Chief of the Air Staff
- In office 5 May 1963 – 11 November 1965
- President: Nnamdi Azikiwe
- Prime Minister: Abubakar Tafawa Balewa
- Preceded by: Position established
- Succeeded by: Wolfgang Thimmig

Personal details
- Born: 26 November 1922 Durlach, Weimar Germany

Military service
- Branch/service: Luftwaffe Nigerian Air Force
- Years of service: -1965

= Gerhard Kahtz =

German military officer (born 1922)

Colonel Gerhard Kahtz (born 26 November 1922) was a German military officer who served as the Nigerian Air Force's Chief of the Air Staff from 1963 to 1965. He was officially appointed Commander of the Nigerian Air Force (NAF) in 1963, following Nigeria's agreement with Germany to establish its air force.

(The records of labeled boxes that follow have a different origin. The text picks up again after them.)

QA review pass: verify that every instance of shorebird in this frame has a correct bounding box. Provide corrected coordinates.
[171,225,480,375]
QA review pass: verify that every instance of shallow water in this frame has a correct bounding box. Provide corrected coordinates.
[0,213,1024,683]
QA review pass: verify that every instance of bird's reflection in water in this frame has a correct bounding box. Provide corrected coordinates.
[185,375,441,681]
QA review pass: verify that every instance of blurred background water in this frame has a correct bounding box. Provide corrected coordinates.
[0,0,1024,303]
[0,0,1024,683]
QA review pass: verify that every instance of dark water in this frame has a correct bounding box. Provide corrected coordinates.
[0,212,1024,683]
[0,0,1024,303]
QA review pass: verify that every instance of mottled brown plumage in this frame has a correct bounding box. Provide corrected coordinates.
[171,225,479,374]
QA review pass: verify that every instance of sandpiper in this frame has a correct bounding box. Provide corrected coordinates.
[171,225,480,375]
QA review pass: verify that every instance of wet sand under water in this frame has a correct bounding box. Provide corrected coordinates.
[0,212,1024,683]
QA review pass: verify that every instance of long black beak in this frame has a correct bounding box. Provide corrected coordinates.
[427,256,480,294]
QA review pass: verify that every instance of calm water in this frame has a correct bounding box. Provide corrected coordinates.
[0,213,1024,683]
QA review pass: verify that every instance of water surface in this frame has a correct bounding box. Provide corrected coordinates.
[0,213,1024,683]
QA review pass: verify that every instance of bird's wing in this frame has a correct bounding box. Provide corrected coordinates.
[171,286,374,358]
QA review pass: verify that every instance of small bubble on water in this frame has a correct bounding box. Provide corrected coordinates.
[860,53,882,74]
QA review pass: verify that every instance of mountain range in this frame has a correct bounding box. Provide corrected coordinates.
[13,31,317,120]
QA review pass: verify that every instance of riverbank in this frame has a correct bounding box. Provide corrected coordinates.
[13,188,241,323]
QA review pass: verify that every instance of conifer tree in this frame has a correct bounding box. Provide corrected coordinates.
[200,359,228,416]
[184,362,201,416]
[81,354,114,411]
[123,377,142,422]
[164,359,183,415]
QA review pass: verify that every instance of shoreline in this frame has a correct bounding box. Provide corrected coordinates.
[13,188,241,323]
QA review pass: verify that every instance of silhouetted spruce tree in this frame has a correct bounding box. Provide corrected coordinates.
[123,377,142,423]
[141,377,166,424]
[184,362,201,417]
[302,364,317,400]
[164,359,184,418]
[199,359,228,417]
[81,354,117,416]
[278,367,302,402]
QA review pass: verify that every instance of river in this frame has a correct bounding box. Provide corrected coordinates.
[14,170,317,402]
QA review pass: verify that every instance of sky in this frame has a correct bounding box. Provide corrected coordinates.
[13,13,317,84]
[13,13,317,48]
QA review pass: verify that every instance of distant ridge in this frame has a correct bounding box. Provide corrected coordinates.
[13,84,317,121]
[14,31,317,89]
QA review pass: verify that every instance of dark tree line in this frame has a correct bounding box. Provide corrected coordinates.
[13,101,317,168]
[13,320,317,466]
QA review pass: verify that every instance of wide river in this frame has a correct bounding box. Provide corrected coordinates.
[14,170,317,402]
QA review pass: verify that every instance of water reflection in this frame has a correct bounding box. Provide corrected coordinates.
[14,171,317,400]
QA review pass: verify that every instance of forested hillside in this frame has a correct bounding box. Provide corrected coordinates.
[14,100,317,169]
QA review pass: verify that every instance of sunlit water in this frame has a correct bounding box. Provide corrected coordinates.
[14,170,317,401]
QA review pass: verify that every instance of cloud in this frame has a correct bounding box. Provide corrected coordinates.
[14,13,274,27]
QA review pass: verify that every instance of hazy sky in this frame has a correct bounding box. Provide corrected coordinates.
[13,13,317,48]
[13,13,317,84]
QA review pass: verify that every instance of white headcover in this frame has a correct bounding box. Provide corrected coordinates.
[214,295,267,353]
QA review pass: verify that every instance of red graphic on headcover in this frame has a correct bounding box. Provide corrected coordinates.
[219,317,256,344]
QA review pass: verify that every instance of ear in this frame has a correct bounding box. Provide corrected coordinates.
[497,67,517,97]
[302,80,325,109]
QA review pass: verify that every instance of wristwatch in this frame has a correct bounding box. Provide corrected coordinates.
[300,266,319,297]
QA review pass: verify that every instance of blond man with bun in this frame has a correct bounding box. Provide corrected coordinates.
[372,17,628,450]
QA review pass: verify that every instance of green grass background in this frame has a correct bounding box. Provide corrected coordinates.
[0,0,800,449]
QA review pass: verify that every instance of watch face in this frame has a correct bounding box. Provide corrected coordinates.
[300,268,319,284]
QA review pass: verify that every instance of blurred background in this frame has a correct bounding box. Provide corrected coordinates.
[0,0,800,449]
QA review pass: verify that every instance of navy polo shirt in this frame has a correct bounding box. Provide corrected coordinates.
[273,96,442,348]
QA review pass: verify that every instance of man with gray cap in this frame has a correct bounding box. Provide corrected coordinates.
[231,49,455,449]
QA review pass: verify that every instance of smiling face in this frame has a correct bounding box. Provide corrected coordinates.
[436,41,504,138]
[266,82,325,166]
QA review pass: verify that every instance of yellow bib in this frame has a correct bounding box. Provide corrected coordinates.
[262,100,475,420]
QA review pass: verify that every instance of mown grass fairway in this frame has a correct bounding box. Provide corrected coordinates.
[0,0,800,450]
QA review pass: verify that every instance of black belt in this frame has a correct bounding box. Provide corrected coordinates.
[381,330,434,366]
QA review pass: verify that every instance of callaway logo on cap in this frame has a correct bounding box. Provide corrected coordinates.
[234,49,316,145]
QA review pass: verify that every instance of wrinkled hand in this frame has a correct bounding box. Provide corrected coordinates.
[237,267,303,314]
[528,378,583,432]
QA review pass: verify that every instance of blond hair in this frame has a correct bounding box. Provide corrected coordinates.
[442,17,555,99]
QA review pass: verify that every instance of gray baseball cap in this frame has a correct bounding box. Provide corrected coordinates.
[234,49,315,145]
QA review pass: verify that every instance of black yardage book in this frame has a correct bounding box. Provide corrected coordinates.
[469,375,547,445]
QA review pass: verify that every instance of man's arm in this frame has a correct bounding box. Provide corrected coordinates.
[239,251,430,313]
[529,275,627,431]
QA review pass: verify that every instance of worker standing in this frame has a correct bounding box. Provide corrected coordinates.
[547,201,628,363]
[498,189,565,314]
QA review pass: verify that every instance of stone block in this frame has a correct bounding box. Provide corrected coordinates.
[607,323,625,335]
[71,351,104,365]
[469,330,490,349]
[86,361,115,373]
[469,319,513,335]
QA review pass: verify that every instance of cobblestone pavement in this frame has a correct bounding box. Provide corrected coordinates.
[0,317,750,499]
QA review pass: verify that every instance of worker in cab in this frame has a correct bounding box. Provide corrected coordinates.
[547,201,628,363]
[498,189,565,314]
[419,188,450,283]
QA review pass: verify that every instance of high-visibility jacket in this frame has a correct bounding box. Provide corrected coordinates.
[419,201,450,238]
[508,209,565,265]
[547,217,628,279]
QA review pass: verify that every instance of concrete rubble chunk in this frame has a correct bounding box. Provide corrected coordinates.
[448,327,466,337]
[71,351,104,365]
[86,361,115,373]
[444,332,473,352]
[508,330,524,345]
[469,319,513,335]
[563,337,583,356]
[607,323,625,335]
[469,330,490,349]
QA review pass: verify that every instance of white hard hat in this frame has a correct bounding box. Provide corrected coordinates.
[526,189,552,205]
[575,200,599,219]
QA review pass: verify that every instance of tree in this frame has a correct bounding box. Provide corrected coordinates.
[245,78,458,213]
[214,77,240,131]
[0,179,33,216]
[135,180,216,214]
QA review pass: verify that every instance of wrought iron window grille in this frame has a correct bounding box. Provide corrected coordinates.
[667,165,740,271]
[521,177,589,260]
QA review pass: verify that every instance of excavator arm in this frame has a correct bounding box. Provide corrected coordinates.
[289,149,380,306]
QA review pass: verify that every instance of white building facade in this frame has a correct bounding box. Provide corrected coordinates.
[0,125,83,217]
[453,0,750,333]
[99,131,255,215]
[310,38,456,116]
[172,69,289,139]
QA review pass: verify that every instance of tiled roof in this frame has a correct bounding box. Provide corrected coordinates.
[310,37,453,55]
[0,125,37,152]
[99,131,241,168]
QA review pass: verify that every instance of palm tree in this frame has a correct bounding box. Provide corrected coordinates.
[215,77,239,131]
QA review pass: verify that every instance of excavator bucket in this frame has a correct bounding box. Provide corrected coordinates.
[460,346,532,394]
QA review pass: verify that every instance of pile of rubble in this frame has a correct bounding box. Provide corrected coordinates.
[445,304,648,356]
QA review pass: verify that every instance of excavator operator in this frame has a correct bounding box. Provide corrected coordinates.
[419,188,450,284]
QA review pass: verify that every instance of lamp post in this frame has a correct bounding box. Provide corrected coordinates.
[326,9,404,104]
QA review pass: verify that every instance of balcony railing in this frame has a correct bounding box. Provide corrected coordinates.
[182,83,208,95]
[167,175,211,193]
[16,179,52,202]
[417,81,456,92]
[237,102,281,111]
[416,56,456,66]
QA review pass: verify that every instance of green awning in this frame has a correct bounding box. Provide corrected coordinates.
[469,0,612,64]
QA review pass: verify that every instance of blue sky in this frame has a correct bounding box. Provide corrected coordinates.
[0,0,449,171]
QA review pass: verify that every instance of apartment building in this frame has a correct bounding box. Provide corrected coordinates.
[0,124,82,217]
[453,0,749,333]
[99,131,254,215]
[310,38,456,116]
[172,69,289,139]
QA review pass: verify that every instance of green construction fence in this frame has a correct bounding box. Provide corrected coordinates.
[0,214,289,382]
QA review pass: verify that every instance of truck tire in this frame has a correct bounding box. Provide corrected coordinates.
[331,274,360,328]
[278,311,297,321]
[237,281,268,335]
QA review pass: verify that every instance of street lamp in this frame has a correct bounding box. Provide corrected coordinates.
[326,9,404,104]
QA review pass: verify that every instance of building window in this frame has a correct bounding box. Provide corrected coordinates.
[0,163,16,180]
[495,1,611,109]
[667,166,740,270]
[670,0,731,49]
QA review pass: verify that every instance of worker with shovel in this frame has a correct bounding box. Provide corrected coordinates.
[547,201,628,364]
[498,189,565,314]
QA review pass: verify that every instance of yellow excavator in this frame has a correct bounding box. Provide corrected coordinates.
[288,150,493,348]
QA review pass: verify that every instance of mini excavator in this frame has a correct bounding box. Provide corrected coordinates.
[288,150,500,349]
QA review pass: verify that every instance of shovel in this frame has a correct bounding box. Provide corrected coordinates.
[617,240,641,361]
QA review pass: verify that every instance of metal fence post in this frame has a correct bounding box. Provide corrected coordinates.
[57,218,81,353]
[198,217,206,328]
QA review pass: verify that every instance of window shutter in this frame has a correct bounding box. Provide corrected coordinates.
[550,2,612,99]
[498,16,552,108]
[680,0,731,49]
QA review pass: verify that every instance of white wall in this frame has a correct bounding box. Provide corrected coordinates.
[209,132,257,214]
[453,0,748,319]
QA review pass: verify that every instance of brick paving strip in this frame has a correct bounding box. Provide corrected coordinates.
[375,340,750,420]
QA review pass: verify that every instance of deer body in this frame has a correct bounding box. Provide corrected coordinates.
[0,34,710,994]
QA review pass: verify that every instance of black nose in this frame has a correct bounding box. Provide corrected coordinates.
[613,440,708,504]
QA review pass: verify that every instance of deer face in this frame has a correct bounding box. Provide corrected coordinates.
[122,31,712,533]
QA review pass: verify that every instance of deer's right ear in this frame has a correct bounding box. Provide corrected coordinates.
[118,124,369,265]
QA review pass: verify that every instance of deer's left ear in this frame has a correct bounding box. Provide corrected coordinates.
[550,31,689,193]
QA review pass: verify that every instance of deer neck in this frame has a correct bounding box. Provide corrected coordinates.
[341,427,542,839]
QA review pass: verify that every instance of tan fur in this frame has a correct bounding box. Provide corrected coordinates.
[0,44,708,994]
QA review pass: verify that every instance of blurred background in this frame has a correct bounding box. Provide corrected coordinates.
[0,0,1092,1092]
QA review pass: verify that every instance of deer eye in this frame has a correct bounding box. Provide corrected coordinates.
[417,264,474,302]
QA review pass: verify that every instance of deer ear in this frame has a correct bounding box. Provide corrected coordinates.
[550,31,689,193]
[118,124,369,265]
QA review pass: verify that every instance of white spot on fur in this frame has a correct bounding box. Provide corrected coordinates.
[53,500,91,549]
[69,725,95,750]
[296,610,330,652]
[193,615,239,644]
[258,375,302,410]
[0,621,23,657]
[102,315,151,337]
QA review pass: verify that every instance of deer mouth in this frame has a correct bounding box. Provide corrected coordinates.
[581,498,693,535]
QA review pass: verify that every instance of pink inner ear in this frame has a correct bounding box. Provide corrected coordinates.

== Early life and education ==
He was born on 26 November 1922 in Durlach, Germany. Kahtz was a professional architect, before he commissioned as an officer into the Luftwaffe. He served the Luftwaffe as a combat pilot during the Second World War during which he was decorated with the prestigious Iron Cross for his devotion to duty and courage.

== Career in Nigeria ==
Colonel Kahtz arrived Nigeria on 30 May 1963 as head of the German Air Force Assistance Group (GAFAG). He was officially designated as the Commander of the NAF, and assigned to create an Air Force for Nigeria by a 1963 agreement between Nigeria and West Germany.

By the end of his tour of duty on 23 November 1965, a functional NAF existed with an operational base in Kaduna and administrative headquarters in Lagos. He was succeeded by fellow German Wolfgang Thimmig. His administration brought the first set of aircraft into the NAF inventory such as the Allouette helicopter, fixed wing aircraft such as the DO-27, Piaggio and the Nord Atlas. In reflection of his service, he has said, "I am pretty happy and proud of what I did for the NAF in only 2 years”. His command of was characterized by him being a "focused, firm and exemplary leader”.